Com o crescimento assustador  no índice de mortes por arma de fogo, o estado ocupa hoje a 18ª colocação nesse tipo de mortalidade. Alagoas detém o primeiro lugar, com taxa de de 55,0 (por 100 mil habitantes). Roraima, o último, com 7,5 (por 100 mil habitantes). Em 2002, o Maranhão chegou a ocupar a última colocação no ranking: 27º lugar, com taxa de óbito por armas de fogo de 4,9 (por 100 mil habitantes).

Crescimento também na capital 

São Luís também apresenta números aterradores.

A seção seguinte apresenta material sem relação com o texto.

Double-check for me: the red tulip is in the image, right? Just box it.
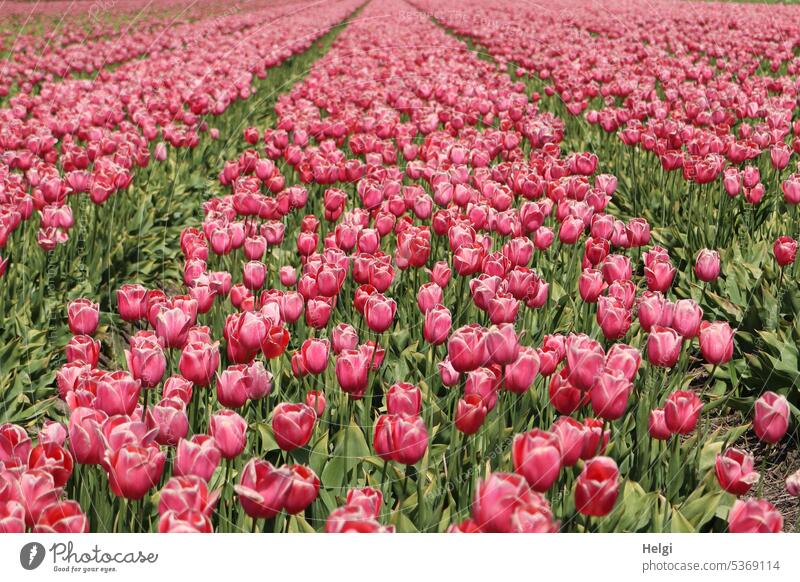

Ainda de acordo com o estudo, a capital maranhense teve o maior aumento (de 316%) entre as taxas de homicídio das capitais do país (de 10,6 mortes a cada 100 mil pessoas, em 2002, aumentou para 44,1 a cada 100 mil em 2012). São Luís ocupa o 8º lugar no ranking nacional. Em números absolutos, a cidade teve 96 assassinatos em 2002 (51 destes, jovens entre 15 e 29 anos) e 458 (294 jovens) em 2012.

O estudo foi divulgado pela Unesco (Organização das Nações Unidas para a Educação, a Ciência e a Cultura). Os dados do levantamento, realizado pelo sociólogo Julio Jacobo Waiselfisz, são do Subsistema de Informação sobre Mortalidade (SIM) do Ministério da Saúde. O SIM é baseado nas declarações de óbito expedidas no país, contendo local e características das vítimas, como idade, cor e gênero.